I have a loop that processes a series of kernels a 1000 times. Putting a cudaEventRecord, cudaEventSynchronize pair before and after the loop results in an elapsed time of 620ms. Using the Visual profiler, the total GPU execution time is 170ms. Why am I seeing such a large discrepancy?
You are seeing the overhead of calling the kernel. Profiler tells you how much time the GPU was busy, the other one, how much time it also took the CPU to prepare input for kernels and start them.
.17 usec for a kernel is not a lot of time, so the overhead is relatively high. If you have 10 usec of overhead on a kernel call that takes the GPU 1 sec to process, it is noise.
Well, I call four kernels in each iteration of the loop. Attributing the difference between the gpu time and the elapsed time as overhead, that results in 450us of overhead per an iteration or ~110us of overhead per a kernel invocation.

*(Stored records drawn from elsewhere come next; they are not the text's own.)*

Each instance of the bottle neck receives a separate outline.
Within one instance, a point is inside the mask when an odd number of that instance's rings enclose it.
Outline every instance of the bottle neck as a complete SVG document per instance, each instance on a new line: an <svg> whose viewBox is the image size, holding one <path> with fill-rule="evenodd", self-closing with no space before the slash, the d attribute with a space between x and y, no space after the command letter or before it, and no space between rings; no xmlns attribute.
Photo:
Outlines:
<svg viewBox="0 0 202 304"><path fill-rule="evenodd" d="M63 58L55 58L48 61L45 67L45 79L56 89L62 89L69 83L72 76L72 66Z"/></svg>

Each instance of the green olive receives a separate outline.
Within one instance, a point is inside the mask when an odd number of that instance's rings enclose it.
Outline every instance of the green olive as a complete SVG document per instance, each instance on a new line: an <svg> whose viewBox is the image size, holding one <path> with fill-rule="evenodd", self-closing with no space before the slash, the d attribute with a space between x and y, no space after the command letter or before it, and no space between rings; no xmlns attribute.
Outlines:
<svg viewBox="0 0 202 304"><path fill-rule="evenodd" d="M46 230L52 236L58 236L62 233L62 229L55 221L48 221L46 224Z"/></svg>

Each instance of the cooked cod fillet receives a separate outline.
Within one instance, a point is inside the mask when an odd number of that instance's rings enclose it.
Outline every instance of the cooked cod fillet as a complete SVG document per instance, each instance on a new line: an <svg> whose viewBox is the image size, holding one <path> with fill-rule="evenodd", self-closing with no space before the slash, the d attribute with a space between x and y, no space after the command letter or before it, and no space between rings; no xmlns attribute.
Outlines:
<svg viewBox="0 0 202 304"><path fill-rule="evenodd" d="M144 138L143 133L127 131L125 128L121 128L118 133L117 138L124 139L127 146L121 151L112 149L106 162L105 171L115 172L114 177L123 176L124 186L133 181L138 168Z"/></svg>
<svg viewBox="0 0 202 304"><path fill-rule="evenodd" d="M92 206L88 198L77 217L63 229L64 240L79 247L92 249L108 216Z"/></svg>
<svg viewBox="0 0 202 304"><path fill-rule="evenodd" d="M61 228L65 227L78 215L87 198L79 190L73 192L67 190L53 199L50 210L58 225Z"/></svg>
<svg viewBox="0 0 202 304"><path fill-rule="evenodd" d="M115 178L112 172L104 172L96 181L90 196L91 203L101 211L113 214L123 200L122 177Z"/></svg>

That seems quite severe, but I’ll try to combine multiple small kernel invocations into a single large kernel.
When I comment out all the code in the kernels, the cudaEventSynchronize, cudEventRecord pairs results in 100ms of execution time. The gpu execution time and the overhead of running dummy kernels = 170ms + 100ms = 270ms which is still quite a bit less than the 620ms that I see when running the kernels code. Why would the whole be so much more than the sum of the parts?
overhead depends on amount of input into the kernel, the size of the kernel (which you changed by commenting it out), use of textures, etc.
I found that selecting more variables for the profiler to capture can add significantly to the execution time, so some of what I have I seen can be attributed to the software overhead of the profiler. I read that the clock speed is lowered to use some hardware counters, so that may have been additional factor.
Okay, now that is interesting, I will have to run my code with the profiler only recording time. Standard I watch all signals, just to make sure I can find out what happened when I see something strange.